Case ID: ark_261/html/0079-01.html
Source: Caselaw Access Project
Author: {"author": "Conley Byrd, Justice.", "license": "Public Domain", "url": "https://static.case.law/"}
Date Created: 2024-08-24T03:29:51.129683

Thomas HARE v. FIRST SECURITY BANK, Administrator and Carolyn Sue DAVIS
    76-248
    546 S.W. 2d 427
    Opinion delivered February 22, 1977
    (Division I)
    
      Pollard, Cavaneau & Hatfield, for appellant.
    
      Guy H. Jones, Phil Stratton, Guy Jones Jr., and Casey Jones, for appellees.
   Conley Byrd, Justice.

Appellant admits that appellee Carolyn Sue Davis was not mentioned in the will, but asks this Court to adopt the rule that in the case of pretermitted children, extrinsic evidence be admitted to show the testator was aware of the pretermitted child and intended to disinherit. Appellant then suggests that, if the evidence be sufficiently clear, cogent and convincing, the expressed terms of the will be effectuated despite the pretermitted heir statute. Our pretermitted child statute, Ark. Stat. Ann. § 60-507(b) (Repl. 1971), provides:

“b. PRETERMITTED CHILDREN. If at the time of the execution of a will there be a living child of the testator, or living child or issue of a deceased child of the testator, whom the testator shall omit to mention or provide for, either specifically or as a member of a class, the testator shall be deemed to have died intestate with respect to such child or issue, and such child or issue shall be entitled to recover from the devisees in proportion to the amounts of their respective shares, that portion of the estate which he or they would have inherited had there been no will.”

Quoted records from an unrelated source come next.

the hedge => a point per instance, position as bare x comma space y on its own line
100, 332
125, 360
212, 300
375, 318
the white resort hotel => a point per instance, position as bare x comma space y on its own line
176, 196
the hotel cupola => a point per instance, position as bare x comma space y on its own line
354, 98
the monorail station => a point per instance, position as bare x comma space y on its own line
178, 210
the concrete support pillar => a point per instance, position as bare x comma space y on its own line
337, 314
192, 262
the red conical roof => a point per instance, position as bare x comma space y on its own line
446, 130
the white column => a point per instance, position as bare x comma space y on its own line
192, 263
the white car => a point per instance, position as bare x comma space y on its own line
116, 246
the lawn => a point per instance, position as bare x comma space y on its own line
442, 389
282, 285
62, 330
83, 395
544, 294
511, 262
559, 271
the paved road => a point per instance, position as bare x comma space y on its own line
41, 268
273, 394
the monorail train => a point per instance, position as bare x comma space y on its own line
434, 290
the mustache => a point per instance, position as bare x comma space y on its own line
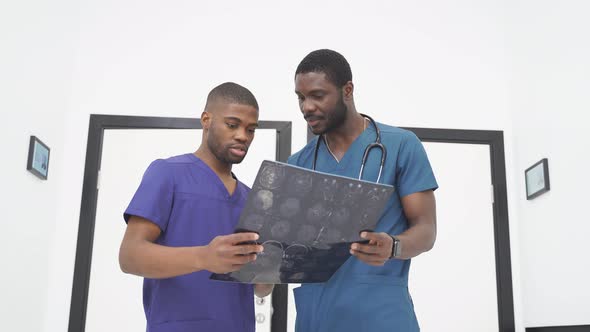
311, 117
238, 146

We cannot adopt the rule requested by appellant admitting such extrinsic evidence. Our cases uniformly hold that extrinsic testimony is admissible for the purpose of showing the meaning of words used in a will or for the purpose of placing the court in the position of the testator at the time of using the words but that such evidence is not admissible for the purpose of showing what the testator intended but failed to set out in the will. See Hardy v. Porter, 245 Ark. 729, 434 S.W. 2d 61 (1968) and Vaught v. Vaught, 247 Ark. 52, 444 S.W. 2d 104 (1969).

Affirmed.

We agree: Harris, C.J., and George Rose Smith and Holt, JJ.